Half-Wave Single-Sided Supply

A typical application for diodes is in the conversion of an AC signal into a constant DC signal which can then be used to power electrical circuits. To make such a circuit we'll use the 24V transformers provided. These transformers take the wall signal of approx 120Vrms and drop it down to 24Vrms at a frequency of 60Hz. By attaching a rectifier we can transform the AC signal so that it only passes load current in one direction. Finally, if we filter the signal out of the rectifier, we can obtain a fairly constant DC signal that can be used as a power source for electronic circuits. Power circuits similar to these are found in virtually all electronic equipment, including computers, stereos and televisions.

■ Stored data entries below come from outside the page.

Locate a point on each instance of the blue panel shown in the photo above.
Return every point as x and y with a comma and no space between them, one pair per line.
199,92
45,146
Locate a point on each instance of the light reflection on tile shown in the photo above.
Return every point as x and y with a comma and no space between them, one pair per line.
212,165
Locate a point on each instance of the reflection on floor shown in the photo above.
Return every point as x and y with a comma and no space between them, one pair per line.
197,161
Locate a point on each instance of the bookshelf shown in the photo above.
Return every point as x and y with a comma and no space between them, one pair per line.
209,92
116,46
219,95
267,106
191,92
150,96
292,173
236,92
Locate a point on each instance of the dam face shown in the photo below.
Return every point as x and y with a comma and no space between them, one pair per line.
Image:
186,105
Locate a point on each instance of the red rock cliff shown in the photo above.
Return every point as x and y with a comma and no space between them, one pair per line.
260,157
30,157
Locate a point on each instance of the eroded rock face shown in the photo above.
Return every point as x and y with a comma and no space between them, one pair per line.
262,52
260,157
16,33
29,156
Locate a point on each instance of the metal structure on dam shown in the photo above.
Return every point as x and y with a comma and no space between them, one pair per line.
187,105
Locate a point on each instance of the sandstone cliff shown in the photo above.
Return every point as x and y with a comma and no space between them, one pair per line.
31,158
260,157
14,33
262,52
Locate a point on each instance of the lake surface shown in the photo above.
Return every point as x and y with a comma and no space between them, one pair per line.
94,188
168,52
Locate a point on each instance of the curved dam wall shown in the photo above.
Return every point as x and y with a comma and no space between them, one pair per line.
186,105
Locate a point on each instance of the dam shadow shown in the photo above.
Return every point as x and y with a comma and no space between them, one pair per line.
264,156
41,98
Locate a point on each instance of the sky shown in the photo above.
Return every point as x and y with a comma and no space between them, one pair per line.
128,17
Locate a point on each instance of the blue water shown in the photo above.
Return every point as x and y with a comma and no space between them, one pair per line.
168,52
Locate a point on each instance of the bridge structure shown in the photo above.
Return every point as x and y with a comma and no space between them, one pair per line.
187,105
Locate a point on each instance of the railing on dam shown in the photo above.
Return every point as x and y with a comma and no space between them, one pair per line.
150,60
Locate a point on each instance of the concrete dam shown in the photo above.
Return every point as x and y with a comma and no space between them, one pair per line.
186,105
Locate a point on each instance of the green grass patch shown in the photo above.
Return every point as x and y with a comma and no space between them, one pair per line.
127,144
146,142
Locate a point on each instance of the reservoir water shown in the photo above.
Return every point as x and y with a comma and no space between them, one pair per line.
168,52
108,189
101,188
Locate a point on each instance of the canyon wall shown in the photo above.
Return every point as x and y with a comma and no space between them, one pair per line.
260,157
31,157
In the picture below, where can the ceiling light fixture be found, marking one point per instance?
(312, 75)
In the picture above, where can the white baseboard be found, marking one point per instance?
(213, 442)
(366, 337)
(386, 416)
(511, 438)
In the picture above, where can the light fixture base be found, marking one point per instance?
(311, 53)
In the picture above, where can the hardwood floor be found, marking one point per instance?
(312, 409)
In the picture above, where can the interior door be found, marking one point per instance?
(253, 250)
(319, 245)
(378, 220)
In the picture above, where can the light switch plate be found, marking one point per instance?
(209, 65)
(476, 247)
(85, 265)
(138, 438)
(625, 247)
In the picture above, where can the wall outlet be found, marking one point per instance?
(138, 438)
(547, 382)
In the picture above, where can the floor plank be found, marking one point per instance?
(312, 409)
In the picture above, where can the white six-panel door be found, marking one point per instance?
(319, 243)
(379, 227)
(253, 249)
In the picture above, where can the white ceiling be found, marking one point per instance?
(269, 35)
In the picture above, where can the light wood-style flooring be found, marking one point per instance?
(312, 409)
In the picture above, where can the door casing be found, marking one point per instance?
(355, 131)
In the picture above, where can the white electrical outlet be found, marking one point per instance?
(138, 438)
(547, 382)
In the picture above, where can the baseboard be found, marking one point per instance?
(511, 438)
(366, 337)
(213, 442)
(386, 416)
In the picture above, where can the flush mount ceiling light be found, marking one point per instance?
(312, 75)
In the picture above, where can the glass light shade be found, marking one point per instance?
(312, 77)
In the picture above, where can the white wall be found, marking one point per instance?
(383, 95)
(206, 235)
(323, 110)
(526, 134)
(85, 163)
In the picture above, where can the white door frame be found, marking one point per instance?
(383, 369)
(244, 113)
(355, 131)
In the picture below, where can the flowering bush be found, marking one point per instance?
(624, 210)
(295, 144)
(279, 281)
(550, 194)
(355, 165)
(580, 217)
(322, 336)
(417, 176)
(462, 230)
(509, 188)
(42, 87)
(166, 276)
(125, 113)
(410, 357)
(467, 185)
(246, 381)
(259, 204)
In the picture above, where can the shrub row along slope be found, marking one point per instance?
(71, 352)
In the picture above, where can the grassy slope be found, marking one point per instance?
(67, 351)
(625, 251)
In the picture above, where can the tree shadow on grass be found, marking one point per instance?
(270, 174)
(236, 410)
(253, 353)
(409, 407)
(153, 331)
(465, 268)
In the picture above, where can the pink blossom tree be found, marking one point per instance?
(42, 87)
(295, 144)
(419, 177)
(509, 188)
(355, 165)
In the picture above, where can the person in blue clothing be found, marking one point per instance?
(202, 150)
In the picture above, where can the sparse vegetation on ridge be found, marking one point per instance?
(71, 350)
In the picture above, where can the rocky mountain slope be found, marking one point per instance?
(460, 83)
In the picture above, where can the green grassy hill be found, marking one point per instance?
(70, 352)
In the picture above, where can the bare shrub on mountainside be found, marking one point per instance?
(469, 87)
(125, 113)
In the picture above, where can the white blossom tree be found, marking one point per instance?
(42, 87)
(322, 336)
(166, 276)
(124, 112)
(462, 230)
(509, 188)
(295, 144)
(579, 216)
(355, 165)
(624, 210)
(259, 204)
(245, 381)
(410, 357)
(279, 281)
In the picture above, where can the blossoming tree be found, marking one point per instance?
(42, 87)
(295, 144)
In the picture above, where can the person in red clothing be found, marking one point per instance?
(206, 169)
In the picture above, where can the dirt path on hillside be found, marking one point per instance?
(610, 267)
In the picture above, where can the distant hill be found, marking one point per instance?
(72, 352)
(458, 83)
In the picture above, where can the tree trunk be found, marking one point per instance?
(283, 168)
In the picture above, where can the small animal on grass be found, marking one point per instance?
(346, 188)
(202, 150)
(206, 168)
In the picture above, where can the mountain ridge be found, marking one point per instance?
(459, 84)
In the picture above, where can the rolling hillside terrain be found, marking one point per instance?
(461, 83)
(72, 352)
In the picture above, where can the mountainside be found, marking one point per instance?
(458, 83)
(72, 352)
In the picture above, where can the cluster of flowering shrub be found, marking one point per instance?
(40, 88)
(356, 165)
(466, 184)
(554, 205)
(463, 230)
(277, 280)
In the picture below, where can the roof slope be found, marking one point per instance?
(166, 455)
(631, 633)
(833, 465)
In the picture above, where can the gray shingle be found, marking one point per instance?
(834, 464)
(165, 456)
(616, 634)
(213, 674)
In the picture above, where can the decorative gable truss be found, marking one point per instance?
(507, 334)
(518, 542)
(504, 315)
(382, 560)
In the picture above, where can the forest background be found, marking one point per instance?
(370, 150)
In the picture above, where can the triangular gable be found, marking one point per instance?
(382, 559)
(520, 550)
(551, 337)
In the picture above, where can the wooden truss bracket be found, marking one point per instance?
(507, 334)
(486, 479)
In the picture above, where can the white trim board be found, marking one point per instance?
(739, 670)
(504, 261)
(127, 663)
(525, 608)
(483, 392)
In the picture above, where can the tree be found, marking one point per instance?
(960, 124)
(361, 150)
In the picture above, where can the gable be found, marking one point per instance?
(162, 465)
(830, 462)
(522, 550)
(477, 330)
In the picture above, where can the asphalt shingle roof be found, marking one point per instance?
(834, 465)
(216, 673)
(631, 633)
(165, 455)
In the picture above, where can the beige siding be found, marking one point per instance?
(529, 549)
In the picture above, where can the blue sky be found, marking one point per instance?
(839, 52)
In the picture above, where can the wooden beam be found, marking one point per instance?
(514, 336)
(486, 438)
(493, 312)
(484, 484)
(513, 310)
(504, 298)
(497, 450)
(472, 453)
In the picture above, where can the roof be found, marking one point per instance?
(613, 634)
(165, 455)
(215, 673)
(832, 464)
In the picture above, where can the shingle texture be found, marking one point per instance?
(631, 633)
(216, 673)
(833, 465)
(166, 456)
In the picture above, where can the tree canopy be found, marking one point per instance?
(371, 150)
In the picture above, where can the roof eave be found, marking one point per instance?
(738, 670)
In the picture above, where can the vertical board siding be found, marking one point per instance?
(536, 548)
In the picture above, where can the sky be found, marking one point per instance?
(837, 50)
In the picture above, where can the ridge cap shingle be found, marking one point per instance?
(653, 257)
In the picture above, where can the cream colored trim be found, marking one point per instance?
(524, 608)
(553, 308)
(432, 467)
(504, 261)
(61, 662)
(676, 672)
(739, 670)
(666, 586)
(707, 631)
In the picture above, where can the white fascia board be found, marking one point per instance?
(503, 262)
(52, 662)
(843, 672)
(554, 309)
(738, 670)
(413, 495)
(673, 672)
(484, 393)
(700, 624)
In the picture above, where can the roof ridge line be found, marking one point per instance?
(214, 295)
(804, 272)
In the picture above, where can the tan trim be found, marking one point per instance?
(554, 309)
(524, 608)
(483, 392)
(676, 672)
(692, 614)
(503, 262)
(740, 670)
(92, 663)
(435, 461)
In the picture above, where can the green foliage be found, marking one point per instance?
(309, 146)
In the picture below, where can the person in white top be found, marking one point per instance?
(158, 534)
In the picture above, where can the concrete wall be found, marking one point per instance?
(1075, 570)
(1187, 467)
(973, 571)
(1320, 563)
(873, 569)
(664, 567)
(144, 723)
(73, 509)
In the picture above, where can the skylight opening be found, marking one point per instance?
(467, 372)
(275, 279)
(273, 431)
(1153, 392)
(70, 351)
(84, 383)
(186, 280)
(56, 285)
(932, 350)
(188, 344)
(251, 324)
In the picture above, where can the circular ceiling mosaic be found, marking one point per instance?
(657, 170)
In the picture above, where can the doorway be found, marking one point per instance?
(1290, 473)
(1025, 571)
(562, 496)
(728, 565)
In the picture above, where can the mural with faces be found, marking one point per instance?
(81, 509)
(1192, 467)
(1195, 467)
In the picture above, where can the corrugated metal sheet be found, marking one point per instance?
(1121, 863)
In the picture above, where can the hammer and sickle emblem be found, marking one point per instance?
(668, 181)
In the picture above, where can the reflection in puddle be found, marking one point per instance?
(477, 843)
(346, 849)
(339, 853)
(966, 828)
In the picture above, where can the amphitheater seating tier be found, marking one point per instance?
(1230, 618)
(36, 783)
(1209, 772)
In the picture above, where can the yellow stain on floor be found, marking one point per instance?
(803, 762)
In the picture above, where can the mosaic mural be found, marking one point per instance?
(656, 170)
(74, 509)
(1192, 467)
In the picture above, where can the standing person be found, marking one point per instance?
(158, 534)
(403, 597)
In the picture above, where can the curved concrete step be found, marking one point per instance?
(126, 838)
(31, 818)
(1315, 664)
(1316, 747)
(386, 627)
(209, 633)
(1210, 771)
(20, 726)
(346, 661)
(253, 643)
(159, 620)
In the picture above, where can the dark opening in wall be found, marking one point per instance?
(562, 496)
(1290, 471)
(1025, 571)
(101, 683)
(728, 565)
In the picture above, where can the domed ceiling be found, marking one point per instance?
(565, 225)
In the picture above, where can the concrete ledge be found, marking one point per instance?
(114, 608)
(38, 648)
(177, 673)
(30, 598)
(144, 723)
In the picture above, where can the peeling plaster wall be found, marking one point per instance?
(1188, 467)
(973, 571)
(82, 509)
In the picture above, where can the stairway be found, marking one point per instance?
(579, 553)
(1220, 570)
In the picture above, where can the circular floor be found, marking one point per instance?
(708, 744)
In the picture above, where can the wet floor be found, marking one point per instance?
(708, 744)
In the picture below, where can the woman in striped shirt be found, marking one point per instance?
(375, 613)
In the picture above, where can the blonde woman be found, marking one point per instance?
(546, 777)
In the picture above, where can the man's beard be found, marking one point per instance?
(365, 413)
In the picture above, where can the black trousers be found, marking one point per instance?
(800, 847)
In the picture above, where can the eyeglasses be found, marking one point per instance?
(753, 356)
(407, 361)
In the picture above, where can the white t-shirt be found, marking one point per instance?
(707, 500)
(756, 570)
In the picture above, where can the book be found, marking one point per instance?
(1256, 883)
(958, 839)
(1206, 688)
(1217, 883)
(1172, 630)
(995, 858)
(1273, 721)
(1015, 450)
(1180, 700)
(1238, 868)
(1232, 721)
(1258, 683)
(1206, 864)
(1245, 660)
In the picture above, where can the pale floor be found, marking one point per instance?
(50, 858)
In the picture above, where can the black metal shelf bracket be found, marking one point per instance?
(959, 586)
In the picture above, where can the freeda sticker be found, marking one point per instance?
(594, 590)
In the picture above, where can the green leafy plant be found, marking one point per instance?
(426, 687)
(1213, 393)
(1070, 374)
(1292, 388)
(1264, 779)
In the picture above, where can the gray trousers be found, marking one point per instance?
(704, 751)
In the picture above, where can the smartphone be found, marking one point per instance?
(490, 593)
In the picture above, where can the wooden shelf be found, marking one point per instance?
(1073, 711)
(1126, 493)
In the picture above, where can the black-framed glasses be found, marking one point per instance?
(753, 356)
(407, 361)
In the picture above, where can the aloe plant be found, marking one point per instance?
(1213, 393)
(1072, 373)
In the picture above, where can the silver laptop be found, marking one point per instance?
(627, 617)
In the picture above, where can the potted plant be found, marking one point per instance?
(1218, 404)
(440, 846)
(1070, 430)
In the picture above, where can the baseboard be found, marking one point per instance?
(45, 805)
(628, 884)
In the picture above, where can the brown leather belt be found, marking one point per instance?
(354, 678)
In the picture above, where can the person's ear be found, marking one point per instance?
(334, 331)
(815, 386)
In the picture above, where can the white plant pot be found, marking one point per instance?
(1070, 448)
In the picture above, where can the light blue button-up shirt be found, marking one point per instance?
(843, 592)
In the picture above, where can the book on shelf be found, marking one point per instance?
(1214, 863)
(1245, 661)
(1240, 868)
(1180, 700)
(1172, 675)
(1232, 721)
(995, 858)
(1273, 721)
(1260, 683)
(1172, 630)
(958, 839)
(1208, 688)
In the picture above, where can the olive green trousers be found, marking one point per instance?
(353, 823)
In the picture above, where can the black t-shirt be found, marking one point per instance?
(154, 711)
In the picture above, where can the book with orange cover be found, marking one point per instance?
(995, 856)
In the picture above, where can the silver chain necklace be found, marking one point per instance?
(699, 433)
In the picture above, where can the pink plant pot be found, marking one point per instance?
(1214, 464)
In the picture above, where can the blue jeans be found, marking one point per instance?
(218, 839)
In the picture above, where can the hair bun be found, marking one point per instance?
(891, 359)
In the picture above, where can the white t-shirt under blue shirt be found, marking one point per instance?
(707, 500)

To understand how the filter works, consider the circuit shown in Fig. 1.3.

  

Figure 1.3: DC Power Supply without Load

As the signal at V_o increases, the capacitor charges up virtually instantaneously since there is very little resistance in the circuit. After the waveform reaches its peak value and starts to decrease, the voltage on the capacitor is higher that the voltage going into the rectifier. Thus, the diodes will be reverse biased, and no current will flow out of capacitor so it cannot discharge. Thus, the capacitor will be pinned at the peak voltage of the AC signal. Now, if we attach a load resistor R_L across the capacitor, as shown in Fig. 1.4, the capacitor will discharge through R_L with time constant $\tau =R_LC$.

  

Figure 1.4: DC Power Supply with Load R_L

If we make C very large so that R_LC is much larger than the period of the AC signal we're rectifying, then the capacitor will not have very much time to discharge, and the output voltage will be almost constant with only a small AC ripple. To approximately determine the amount of AC ripple, we can start from the definition of capacitance

$$V=\frac{Q}{C}$$ (3)

Differentiating both sides with respect to time gives

$$\frac{dV}{dt}=\frac{1}{C}\frac{dQ}{dt}=\frac{I}{C}$$ (4)

Multiplying out by the small time interval $\Delta t$ yields to first order:

$$\Delta V = \frac{I}{C}\Delta t$$ (5)

If we take $\Delta t$ to be approximately the period of a cycle of signal we are rectifying, then $\Delta t \approx \frac{1}{f}$, and the ripple voltage is proportional to the current through the load and inversely proportional to the frequency of the source voltage

$$\Delta V = \frac{I}{fC} = AC~ripple$$ (6)

Finally, if the current is used to drive a load R_L, then the ripple voltage can be approximated by

$$\Delta V = \frac{V_{avg}}{R_LfC} = AC~ripple$$ (7)

where V_avg is the time average voltage delivered to the load. Clearly, from a practical point of view, the more current that is required by the load, the greater the ripple and the less constant the DC voltage and the less ideal the DC power supply.